Nevertheless, the Times said the Labor Department officials interviewed claimed that the program works well, although they noted that assessing the quality of training is up to the states, and that the agency does not regulate tuitions and is unaware of concerns related to prices. "If providers fail to meet the state's requirements and job-placement policies, states have a process in place to revoke their eligibility," Eric Seleznow, a deputy assistant secretary in the Labor Department, told the Times.

And, while the Labor Department said four of five dislocated workers had found jobs after undergoing training, a spokesman acknowledged the figure does not distinguish between people who completed job training and those who quit.
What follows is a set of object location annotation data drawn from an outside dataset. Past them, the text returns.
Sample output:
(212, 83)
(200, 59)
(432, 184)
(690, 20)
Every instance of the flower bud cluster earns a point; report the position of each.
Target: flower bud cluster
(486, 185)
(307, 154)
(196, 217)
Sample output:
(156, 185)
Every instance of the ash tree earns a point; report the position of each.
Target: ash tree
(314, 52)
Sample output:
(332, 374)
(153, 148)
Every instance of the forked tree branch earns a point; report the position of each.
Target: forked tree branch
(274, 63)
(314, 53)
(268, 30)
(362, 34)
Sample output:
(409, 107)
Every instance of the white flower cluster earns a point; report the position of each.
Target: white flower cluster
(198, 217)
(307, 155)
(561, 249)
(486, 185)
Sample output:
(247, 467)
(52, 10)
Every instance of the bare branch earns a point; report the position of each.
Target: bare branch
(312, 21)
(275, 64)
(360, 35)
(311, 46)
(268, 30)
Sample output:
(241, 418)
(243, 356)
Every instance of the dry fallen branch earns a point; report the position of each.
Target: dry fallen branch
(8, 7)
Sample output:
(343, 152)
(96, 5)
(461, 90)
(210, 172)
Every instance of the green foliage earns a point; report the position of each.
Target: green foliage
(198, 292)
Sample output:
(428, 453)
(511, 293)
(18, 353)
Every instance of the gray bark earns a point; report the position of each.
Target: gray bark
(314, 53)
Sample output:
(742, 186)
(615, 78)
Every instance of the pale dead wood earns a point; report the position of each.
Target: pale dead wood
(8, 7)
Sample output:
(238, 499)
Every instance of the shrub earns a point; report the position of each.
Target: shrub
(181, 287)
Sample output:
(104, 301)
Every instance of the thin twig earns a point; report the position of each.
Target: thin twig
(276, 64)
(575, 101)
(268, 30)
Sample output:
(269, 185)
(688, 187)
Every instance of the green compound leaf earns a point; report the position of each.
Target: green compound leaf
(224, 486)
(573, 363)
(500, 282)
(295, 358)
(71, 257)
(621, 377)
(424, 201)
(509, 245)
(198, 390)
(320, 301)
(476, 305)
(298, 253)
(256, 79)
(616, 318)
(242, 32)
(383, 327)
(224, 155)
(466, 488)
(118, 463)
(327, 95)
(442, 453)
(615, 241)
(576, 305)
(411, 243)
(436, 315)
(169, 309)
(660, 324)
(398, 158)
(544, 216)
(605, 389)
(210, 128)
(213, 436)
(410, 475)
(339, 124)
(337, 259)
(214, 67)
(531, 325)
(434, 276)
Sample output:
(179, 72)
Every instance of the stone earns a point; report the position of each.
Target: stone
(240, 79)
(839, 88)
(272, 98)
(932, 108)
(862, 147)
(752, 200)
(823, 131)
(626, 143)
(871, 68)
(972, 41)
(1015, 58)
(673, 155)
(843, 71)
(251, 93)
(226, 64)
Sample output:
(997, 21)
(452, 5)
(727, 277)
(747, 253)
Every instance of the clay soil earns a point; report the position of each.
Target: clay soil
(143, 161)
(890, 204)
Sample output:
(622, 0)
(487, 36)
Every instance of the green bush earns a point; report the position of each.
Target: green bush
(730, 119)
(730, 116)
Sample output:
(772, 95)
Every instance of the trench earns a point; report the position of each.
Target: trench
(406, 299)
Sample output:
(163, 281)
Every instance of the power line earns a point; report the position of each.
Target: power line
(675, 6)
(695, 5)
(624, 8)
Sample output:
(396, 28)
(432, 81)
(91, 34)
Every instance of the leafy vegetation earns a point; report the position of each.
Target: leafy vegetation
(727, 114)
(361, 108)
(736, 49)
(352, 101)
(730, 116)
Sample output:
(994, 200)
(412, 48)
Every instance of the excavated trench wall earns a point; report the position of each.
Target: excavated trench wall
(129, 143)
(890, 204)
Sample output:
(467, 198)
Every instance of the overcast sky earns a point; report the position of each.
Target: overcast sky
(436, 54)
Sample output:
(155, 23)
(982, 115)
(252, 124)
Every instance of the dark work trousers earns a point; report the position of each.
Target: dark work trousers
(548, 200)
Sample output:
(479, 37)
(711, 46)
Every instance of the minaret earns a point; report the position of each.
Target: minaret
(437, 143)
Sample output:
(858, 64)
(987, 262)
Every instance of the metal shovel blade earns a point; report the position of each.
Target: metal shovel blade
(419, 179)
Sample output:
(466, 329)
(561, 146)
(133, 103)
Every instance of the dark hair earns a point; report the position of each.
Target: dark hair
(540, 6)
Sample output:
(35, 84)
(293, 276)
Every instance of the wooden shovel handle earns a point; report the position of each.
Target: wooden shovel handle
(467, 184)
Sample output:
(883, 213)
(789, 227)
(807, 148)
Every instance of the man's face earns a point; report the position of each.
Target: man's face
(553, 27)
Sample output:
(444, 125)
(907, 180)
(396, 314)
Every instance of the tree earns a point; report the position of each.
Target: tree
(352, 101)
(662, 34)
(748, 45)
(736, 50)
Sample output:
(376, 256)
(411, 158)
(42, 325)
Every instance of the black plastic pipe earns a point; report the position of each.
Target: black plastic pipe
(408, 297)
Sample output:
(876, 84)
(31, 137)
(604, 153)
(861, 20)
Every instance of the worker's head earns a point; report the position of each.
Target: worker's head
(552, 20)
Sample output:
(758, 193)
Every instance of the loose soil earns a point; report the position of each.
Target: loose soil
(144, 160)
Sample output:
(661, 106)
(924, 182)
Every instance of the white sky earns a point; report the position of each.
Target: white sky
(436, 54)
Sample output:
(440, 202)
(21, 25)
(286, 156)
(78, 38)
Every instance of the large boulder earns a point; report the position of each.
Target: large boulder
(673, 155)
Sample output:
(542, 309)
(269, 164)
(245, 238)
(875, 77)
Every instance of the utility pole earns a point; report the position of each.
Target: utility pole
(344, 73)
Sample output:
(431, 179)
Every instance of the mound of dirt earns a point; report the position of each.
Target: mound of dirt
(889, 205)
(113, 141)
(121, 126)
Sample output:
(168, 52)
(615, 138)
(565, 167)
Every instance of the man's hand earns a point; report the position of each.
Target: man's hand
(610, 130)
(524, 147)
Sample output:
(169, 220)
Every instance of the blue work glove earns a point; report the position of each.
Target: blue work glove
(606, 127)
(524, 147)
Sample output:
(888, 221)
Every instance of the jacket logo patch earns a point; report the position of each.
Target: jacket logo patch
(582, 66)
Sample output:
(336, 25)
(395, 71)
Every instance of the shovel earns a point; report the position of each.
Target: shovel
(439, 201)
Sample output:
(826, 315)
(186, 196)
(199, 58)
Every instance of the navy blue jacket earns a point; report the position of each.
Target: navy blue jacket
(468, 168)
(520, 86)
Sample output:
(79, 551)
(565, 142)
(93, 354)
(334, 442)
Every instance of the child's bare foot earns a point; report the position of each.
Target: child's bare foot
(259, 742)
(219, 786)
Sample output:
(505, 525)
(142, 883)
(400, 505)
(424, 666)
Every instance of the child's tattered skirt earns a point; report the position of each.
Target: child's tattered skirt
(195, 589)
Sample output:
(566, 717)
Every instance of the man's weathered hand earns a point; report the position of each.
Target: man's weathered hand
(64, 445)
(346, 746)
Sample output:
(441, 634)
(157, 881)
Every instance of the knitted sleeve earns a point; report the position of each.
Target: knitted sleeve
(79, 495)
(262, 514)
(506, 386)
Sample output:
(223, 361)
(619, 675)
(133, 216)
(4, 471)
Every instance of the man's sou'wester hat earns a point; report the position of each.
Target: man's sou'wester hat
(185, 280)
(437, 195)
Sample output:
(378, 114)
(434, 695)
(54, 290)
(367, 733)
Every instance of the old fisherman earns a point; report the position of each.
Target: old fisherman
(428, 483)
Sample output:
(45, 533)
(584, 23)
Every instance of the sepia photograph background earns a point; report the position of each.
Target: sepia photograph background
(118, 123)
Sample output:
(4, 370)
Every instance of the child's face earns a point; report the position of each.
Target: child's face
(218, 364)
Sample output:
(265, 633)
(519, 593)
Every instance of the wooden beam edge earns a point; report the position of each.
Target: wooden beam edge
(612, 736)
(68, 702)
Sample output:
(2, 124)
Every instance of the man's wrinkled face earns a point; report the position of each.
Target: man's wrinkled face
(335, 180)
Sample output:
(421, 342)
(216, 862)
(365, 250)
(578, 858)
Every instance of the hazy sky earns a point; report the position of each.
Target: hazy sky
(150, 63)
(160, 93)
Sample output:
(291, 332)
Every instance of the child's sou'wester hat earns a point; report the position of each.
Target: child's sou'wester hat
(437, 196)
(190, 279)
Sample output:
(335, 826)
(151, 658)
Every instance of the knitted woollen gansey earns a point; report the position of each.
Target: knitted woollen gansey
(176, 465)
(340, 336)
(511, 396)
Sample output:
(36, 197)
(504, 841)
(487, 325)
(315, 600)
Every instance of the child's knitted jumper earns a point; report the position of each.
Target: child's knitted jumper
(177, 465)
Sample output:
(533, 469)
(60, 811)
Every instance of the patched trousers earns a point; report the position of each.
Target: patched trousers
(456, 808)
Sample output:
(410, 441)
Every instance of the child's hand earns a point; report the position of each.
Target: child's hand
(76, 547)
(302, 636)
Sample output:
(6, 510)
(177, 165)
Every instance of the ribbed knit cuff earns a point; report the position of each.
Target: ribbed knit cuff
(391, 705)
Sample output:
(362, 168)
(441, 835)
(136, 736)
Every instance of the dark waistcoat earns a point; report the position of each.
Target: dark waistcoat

And, the Times pointed to state data and studies that suggested that a vast majority of the unemployed may have found work without the help of the Workforce Investment Act.

While the Times report includes a modest number of cases, it certainly supports the conclusion that these retraining programs — and other efforts to aid dislocated workers — need to be examined carefully and in detail, and changes made in the programs' structure and management.

The effectiveness of these programs is important to producers because failures in efforts to ease displaced workers into new and better careers is essential to counter at least some of the current near toxic opposition to trade negotiations. Thus, the success of such programs should be watched carefully by producers as future debates over their role proceed, Washington Insider believes.